Und wieder schlendert der sympathische und warmherzige Commissario Guido Brunetti über den Markt von Venedig, die Rialto-Brücke, den Campo Santa Maria Formosa. Wieder erscheint er als harmoniesüchtiger Familienvater, der seine Frau Paola und seine Kinder Chiara und Raffi herzlich liebt. Wieder erweist er sich in der Questura als scharfsichtiger und tüchtiger Ermittler, anerkannt von den einen, befehdet von den anderen. Noch immer ist sein Verhältnis zum Vorgesetzten gespannt, aber nach wie vor versteht er auch, dessen Sekretärin Elettra um den Finger zu wickeln, so daß sie ihm zuliebe ihrem Computer und ihren Freunden letzte Geheimnisse entlockt. Und wenn noch irgendwelche Informationen fehlen, ist da der reiche, angesehene, seine vielfältigen Beziehungen spielen lassende Schwiegervater, der Conte Falier, in der Hinterhand, der weiterzuhelfen versteht. Es hat sich also nichts geändert bei unserem Commissario.

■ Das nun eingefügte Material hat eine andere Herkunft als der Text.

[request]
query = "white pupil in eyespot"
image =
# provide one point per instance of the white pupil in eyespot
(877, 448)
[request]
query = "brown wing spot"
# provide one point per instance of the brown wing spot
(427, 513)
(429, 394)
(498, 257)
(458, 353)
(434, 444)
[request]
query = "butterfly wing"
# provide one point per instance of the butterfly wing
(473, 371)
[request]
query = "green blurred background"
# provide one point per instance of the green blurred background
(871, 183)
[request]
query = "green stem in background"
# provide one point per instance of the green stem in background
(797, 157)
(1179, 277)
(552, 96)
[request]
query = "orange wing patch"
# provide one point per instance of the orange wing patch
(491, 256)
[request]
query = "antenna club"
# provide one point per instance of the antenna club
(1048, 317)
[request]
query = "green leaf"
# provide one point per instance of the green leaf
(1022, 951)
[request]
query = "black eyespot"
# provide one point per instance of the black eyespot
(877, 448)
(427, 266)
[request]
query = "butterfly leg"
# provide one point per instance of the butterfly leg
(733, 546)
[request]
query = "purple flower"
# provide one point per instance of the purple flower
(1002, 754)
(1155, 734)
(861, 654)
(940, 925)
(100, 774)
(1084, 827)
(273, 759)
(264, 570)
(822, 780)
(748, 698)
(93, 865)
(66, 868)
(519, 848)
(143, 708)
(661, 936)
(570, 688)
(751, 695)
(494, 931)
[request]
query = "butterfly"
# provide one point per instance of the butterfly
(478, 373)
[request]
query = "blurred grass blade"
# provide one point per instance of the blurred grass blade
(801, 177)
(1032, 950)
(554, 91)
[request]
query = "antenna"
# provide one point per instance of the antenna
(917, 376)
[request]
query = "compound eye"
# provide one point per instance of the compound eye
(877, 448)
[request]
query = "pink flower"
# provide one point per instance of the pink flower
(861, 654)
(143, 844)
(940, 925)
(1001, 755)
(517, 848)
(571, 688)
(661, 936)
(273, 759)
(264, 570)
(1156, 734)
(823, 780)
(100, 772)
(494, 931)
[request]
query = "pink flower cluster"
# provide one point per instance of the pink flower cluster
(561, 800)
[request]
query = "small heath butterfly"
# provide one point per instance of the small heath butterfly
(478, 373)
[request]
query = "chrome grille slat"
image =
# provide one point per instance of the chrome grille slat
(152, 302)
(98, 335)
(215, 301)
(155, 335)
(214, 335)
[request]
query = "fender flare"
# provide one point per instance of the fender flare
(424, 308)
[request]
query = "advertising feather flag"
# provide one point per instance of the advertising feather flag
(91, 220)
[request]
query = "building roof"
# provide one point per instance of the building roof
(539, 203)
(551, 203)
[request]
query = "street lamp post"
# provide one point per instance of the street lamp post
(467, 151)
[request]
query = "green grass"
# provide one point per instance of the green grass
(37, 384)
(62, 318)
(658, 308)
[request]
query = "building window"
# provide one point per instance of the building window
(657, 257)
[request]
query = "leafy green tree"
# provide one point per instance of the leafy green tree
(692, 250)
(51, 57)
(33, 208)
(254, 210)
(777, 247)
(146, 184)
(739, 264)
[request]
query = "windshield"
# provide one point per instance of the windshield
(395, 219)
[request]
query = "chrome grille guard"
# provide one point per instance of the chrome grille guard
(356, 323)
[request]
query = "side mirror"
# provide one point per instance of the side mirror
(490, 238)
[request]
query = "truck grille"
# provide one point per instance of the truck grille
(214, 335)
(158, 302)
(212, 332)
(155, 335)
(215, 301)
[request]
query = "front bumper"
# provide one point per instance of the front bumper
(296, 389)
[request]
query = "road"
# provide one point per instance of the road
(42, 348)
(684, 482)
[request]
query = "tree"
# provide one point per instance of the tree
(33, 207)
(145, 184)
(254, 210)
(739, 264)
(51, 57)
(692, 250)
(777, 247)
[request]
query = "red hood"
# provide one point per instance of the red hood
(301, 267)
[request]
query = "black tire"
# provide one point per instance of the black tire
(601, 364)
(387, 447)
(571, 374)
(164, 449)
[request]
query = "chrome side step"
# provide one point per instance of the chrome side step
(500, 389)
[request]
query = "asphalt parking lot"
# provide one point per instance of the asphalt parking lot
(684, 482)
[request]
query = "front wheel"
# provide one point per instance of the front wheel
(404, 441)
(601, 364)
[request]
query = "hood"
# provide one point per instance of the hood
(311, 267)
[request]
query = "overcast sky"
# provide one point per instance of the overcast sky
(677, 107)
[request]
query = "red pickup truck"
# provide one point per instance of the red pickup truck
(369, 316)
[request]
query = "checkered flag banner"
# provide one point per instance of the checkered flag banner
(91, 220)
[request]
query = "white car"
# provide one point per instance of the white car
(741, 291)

Nur der Auftakt ist diesmal wenig glaubhaft. Brunettis Gattin, kein aufgeregter Backfisch mehr, sondern eine reife Frau, eine Wissenschaftlerin zudem, Professorin genau gesagt, steht da mehrmals nächtlich auf und wirft einen Stein in das Schaufenster eines Reisebüros, um gegen den dort käuflichen Sextourismus zu protestieren! Nun, Kinderprostitution in Thailand ist eine schreckliche Sache fürwahr, aber solche kindischen, öffentlichkeitsunwirksamen Aktionen sind für die Gattin eines Polizeikommissars denn doch etwas zu unglaubhaft und abenteuerlich, und uneffektiv dazu, weil nicht mit einem Programm verbunden, für das ureigentliche Anliegen zu werben (das kann man doch bei Greenpeace lernen). So kann es glatt unterschlagen und - als Vandalismus oder Feminismus gewendet - gegen den Urheber ins Feld geführt werden. Und wenn dann Paola noch erstaunt und überrascht ist, als die Presse den Fall auf ihre Weise aufgreift und ihr Mann von seinem Amte entbunden wird, ist der Gipfel der Naivität erreicht. Dann kann die Autorin zwar darstellen, daß die Ehe der Brunettis auch solchen Stürmen zu widerstehen vermag (wobei man den Commissario nur bewundern kann), aber für einen Krimi ergibt das eigentlich nichts.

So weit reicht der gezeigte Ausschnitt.